Com o projeto do corredor idealizado, em 2013, surgiu a questão de como tirá-lo do papel, dados os custos de implementação e manutenção envolvidos. Um primeiro jardim, financiado pela Vodka Absolut no final daquele ano, deu visibilidade ao Movimento 90o, assim como um manifesto publicado por Blanche propondo a construção de jardins (ou parques) verticais como uma eficiente solução urbanística para a falta de áreas verdes na cidade de São Paulo. Com uma grande matéria publicada no jornal Estado de S.Paulo em novembro de 2014, o projeto chegou ao prefeito Fernando Haddad. “Ele leu a reportagem e me ligou falando que queria fazer isso acontecer. Então nós começamos a conversar com a Prefeitura para ver como eles poderiam ajudar o corredor a tornar-se uma realidade e percebemos que os jardins verticais poderiam se tornar uma ferramenta de compensação ambiental (mecanismo que visa contrabalançar os impactos ambientais causados na implantação de um empreendimento)”. Após uma série de estudos e conversas, o prefeito assinou em 2015 um decreto incluindo jardins verticais e tetos verdes como possíveis compensações ambientais para as empresas e construtoras na cidade de São Paulo. Na mesma época, a prefeitura limitou, por um ano, essas compensações à área do Minhocão, para que o primeiro corredor verde do mundo pudesse sair do papel.
Melhorias ambientais
O conceito de jardim vertical foi criado pelo francês Patrick Blanc no início dos anos 1990, quando o botânico conseguiu consolidar uma técnica eficiente e segura para a sobrevivência das plantas em paredes. O método se mostrou bastante adequado ao meio urbano, onde usualmente faltam espaços para novos parques e praças e sobram muros e paredes. “Quando você é um paisagista, você investiga a natureza e tenta reproduzir o que vê nos seus jardins. E o que o Patrick fez foi conseguir mimetizar o que acontece em superfícies verticais de pedras e troncos para as paredes”, explica Blanche. “Assim, na cidade contemporânea o jardim vertical surge como uma solução arquitetônica.” Do mesmo modo que áreas verdes horizontais no meio de uma cidade, o jardim vertical provou ser eficiente no controle de alguns dos mais graves problemas ambientais urbanos, como aquecimento, umidade, barulho e poluição do ar. O procedimento criado por Blanc também provou, ao longo dos anos, não trazer riscos de infiltração, problemas higiênicos, nem grandes demandas de manutenção para além de um sistema eficiente de irrigação.

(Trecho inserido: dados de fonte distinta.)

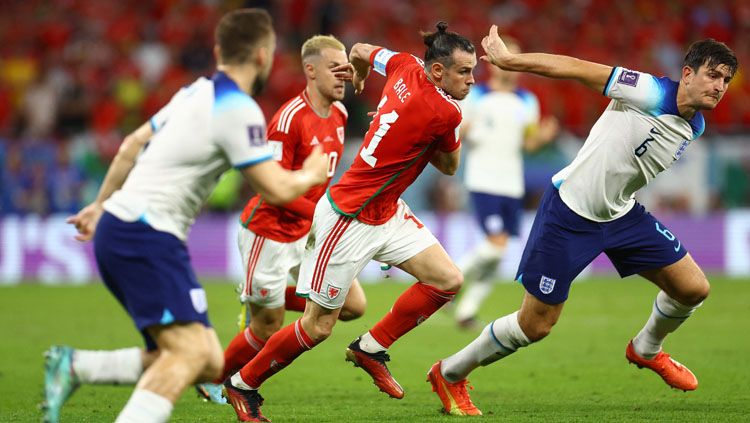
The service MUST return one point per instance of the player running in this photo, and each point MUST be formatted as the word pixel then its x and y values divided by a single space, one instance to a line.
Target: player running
pixel 589 209
pixel 273 238
pixel 152 192
pixel 362 218
pixel 500 123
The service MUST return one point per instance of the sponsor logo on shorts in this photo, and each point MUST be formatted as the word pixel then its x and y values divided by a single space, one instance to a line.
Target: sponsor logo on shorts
pixel 628 78
pixel 198 298
pixel 333 291
pixel 546 285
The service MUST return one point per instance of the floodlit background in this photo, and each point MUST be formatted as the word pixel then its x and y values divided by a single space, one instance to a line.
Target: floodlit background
pixel 77 75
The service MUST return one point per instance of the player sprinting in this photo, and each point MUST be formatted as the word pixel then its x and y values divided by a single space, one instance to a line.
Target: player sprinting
pixel 273 238
pixel 589 208
pixel 152 192
pixel 362 218
pixel 499 125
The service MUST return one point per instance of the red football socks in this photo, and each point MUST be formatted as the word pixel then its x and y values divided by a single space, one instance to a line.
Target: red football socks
pixel 240 351
pixel 281 349
pixel 413 307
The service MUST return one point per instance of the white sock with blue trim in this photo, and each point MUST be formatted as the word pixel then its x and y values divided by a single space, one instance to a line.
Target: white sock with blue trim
pixel 499 339
pixel 145 407
pixel 666 316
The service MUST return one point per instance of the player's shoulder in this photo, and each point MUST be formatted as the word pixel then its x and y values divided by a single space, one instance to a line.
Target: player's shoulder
pixel 340 108
pixel 288 114
pixel 444 104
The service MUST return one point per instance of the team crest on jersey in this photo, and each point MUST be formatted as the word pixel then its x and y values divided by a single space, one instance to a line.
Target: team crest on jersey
pixel 256 134
pixel 333 291
pixel 546 285
pixel 681 150
pixel 628 78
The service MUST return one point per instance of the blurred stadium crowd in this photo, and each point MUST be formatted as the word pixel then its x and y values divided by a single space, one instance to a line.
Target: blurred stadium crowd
pixel 77 75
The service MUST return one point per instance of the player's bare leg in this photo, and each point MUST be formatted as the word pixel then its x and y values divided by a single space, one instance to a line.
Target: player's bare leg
pixel 683 289
pixel 499 339
pixel 479 268
pixel 189 353
pixel 438 280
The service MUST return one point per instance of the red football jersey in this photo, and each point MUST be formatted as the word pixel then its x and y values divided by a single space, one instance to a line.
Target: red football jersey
pixel 414 119
pixel 292 133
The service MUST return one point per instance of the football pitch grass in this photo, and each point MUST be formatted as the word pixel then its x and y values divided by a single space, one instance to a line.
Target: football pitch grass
pixel 578 373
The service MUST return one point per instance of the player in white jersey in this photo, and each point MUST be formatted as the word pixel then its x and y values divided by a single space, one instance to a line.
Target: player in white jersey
pixel 500 122
pixel 150 196
pixel 589 209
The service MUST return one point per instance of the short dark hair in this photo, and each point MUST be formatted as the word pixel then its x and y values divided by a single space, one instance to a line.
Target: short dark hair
pixel 442 43
pixel 712 53
pixel 240 31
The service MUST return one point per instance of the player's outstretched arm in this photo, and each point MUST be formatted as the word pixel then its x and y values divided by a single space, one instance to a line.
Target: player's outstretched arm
pixel 279 186
pixel 447 163
pixel 593 75
pixel 85 220
pixel 359 57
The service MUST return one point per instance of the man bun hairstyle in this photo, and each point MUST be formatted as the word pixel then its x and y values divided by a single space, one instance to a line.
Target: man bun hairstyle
pixel 712 53
pixel 442 43
pixel 239 32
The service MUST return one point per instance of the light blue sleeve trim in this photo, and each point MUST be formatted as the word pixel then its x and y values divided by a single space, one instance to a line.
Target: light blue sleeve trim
pixel 255 161
pixel 611 80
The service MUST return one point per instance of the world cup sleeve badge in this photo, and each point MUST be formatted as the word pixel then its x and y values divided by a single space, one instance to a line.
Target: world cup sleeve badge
pixel 546 285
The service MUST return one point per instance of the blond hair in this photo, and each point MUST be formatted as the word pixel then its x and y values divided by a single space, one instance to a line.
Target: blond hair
pixel 314 45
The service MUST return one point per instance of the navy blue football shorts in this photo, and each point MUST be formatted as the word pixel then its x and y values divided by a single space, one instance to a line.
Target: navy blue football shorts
pixel 562 243
pixel 149 273
pixel 497 213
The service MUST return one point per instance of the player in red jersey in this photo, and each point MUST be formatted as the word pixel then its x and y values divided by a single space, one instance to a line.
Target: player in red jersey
pixel 362 217
pixel 273 238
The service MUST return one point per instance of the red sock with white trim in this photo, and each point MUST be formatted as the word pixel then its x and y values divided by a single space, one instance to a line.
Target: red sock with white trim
pixel 413 307
pixel 292 301
pixel 281 349
pixel 243 348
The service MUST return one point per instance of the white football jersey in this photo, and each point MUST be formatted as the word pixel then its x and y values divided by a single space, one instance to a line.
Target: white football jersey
pixel 498 122
pixel 639 135
pixel 205 129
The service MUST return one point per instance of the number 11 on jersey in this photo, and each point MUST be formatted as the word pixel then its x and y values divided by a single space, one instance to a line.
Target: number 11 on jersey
pixel 384 124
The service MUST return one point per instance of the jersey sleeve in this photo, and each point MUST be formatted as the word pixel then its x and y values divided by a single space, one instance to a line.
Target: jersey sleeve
pixel 385 61
pixel 283 145
pixel 639 89
pixel 240 130
pixel 158 120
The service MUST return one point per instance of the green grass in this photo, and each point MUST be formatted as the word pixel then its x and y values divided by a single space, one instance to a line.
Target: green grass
pixel 579 373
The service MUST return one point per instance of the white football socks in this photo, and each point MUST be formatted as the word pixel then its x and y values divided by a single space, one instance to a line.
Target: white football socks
pixel 499 339
pixel 482 262
pixel 116 366
pixel 145 407
pixel 666 316
pixel 369 344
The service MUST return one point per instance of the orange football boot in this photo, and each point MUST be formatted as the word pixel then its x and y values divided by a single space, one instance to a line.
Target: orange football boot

“Foi impressionante o impacto que alguns jardins tiveram no Minhocão, principalmente em relação ao calor”, conta Blanche, que entrou em contato com a técnica em 2008, quando ainda frequentava a faculdade de arquitetura. “Tem um prédio que tinha problemas de calor e que diminuiu em oito graus a sua temperatura média. A redução de poluição também é notável. As pesquisas que temos mostram que você consegue reduzir em 30% os gases poluentes no entorno do jardim. Ele vira um pulmãozinho da cidade, e se você somar vários, pode criar um grande pulmão.” Para a implementação e manutenção do sistema, o Movimento 90o se preocupou em baratear o método criado pelo botânico francês, inclusive para tornar o jardim vertical um negócio de interesse publico (não só jardins para interiores de casas e escritórios). Com o uso de chapas ecológicas desenvolvidas pela Tetra Pak, um tipo de feltro especial, os tubos de irrigação e um computador que controla o funcionamento do jardim, o movimento criou um sistema com monitoramento remoto e custo de manutenção bastante abaixo do que se pratica em outros jardins pelo mundo. A água da irrigação, captada da chuva, também é reaproveitada no sistema.
Arte e cultura
“É um projeto de paisagem no sentido amplo, e isso significa estar relacionado à cultura, à economia e à questão do ambiente”, diz Blanche, ressaltando que além do impacto ambiental, o jardim vertical é um negócio de impacto visual marcante, especialmente nos exemplares de grande escala. Para o Corredor Verde do Minhocão, o Movimento 90o convidou um artista para pensar no projeto de cada parque. Matthew Wood, Daniel Steegman Mangrané, Renata De Bonis, Pedro Wirz, Christopher Page e o próprio Blanche são os autores dos projetos já realizados. O jardim pensado pelo pintor Paulo Monteiro, já em fase de construção, será o segundo maior do mundo, atrás apenas do One Central Park em Sidney, na Austrália. Erika Verzutti também assinará um dos projetos. “Do ponto de vista cultural, está se democratizando algo a que muito pouca gente tem acesso, que é a arte contemporânea. Trazemos artistas que expõem para poucos e colocamos na paisagem da cidade para muitos. Então existe uma questão de educação cultural importante”, diz Blanche.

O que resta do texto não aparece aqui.